Thursday, January 12, 2012

Depression - Introduction from a biblical perspective

The next series of posts will be dedicated to the topic of Depression; specifically they are based on a series of sermons published in the book 'Spiritual Depression: it's Causes and Cures' by Dr Martyn Lloyd-Jones. I have been going through the collection and I am finding the works exceedingly insightful; just so that you don't think it's just me, a review by George Verwer on the cover reads: 'One of the most outstanding books that has ever been written'.  Having personal experience with the dark foe myself, as well as my experience as a therapist, I can say that the book offers a great exposition of the issues involved. I hope you find the brief summaries of value and I do hope they will inspire you to read the completed work.

The author starts by drawing our attention in the opening sermon to the prevalent presence of the problem of depression in the biblical text; in the narratives as well as the teaching. The opening of the topic is set in Psalm 42, where the psalmist describes his experience: "Why art though cast down, O my soul? and why art thou disquieted within me? hope thou in God: for I shall yet praise Him for the help of His countenance" (v5) and "Why art thou cast down, O my soul? and why art thou disquieted within me? hope thou in God: for I shall yet praise Him, who is the health of my countenance and my God." (v11)

The reader is entreated to maintain focus on the biblical teaching, (as opposed to getting too absorbed in the illustrations) - it is pointed out that while the biblical narratives and illustrations are valuable within themselves here, one is at risk of 'coveting other people's experiences' and missing the teaching at the heart of the story. The example I can think of here is David's experience and how his depression was manifested and resolved in response to his circumstances.

So, we all know that depression is described in the biblical text in many contexts; it remains to be said that an unresolved condition of depression is poor witness for the faith - or at least an indication that something is amiss; 'a depressed Christian is a contradiction in terms' and, yes, 'a very poor recommendation for the gospel'. Indeed the psalmist looks on beyond his current state and declares "...I shall praise Him for the help of His countenance"; and it is here, exactly at this place of God's presence that the author suggests is the source of recovery.

This introductory chapter covers some main considerations when dealing with the topic of depression - basic stuff; psychologically, spiritually. Here the author acknowledges that some may have a physical predisposition to the condition.
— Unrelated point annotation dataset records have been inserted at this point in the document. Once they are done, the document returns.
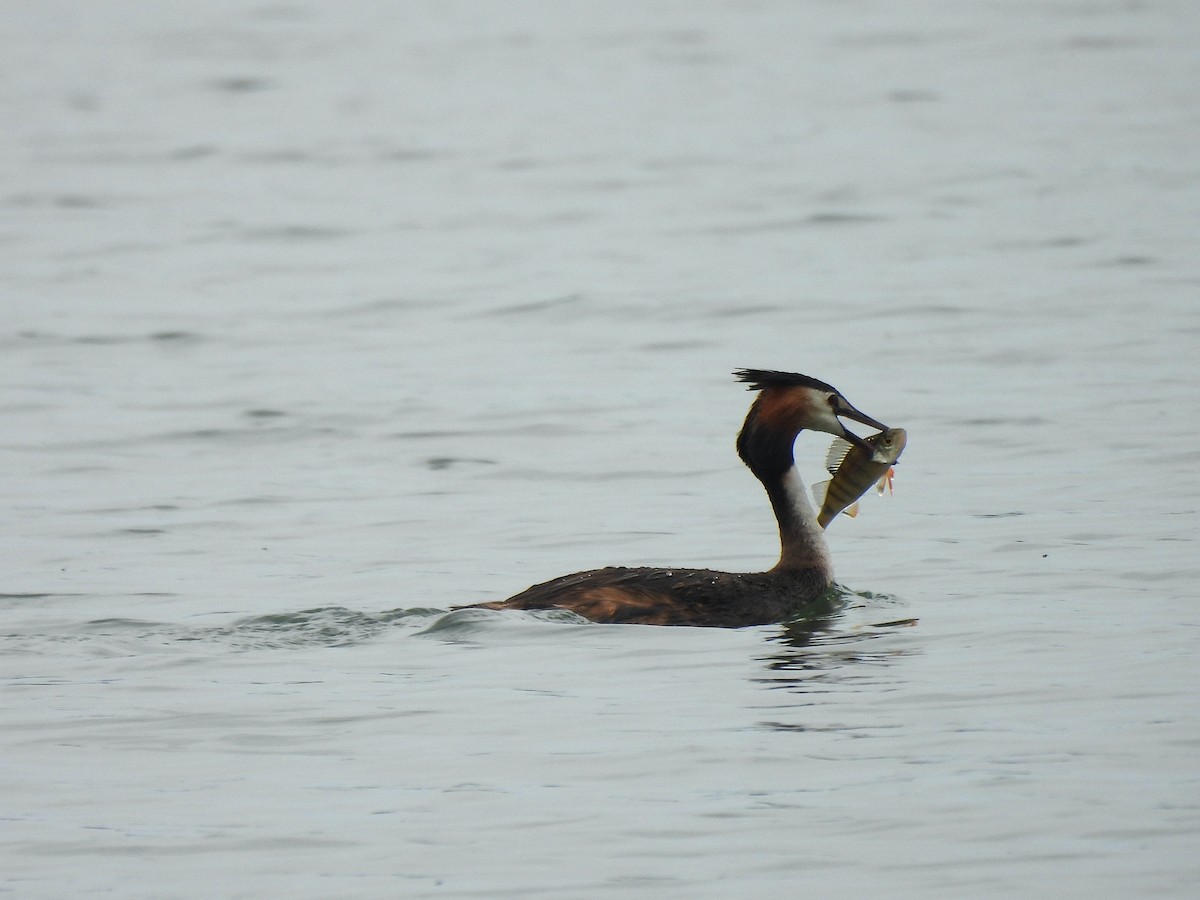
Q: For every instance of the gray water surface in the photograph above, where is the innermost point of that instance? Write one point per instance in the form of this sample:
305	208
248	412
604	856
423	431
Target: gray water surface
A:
321	319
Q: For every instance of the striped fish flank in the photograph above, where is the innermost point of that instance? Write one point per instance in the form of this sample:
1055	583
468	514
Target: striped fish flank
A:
853	472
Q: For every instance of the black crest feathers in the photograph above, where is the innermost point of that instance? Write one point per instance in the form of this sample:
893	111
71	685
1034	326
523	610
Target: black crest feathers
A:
763	378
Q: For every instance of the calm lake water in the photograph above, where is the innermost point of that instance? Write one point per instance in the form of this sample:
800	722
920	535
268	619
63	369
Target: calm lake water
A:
319	319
I should add, here that family history, and a history of medicating the condition is possibly an indication of a medical basis; (although much suggests that this is not necessarily a cause - as much as a contributor to other factors).

The individual's temperament is one factor; here the author stresses that although we are all saved the 'same way', we are predisposed to appraise and experience life differently. Here he rightly observes that introverts are more likely to experience depression and have more of a hard time coping with it. Alas, we introverts have the burden of introspection (along with over analysing, self-blaming, judging oneself to death! - yeah indeed to morbid proportions at times). A distinction is drawn here between healthy self-examination and introspection. Yet, it is reassuring and hopeful that we introverts are in good company here; think: Jeremiah, John the Baptist, Paul and many others, such as Charles Spurgeon. We introverts are also predisposed to suffering a reaction to remarkable experiences (be they spiritual or a sudden change in circumstances) - think Elijah under the juniper tree.

The devil is also often at the centre of a depressive episode - certainly more than a bystander and if we are aware of it, the adversary of man is regularly a cause of spiritual depression in a believer's life.

Then there is unbelief. Our unbelief - the psalmist is talking to himself when he says "...hope thou in God". Martyn distinguishes this type of dialogue with the self from the tendency towards introspection discussed earlier. He suggests that introspection is akin to listening to oneself; while the helpful thing would be to address oneself as the psalmist demonstrates. At the heart of the believer's existence is reminding ourselves 'who God is, what God is , what God has done and what God has pledged Himself to do'; then defy all and say with the psalmist: 'I shall yet praise Him, who is the health of my countenance and my God.'

Post based on a sermon entitled 'General Consideration' published in the Book "Spiritual Depression: It's causes and Cures" by Dr Martyn Lloyd-Jones.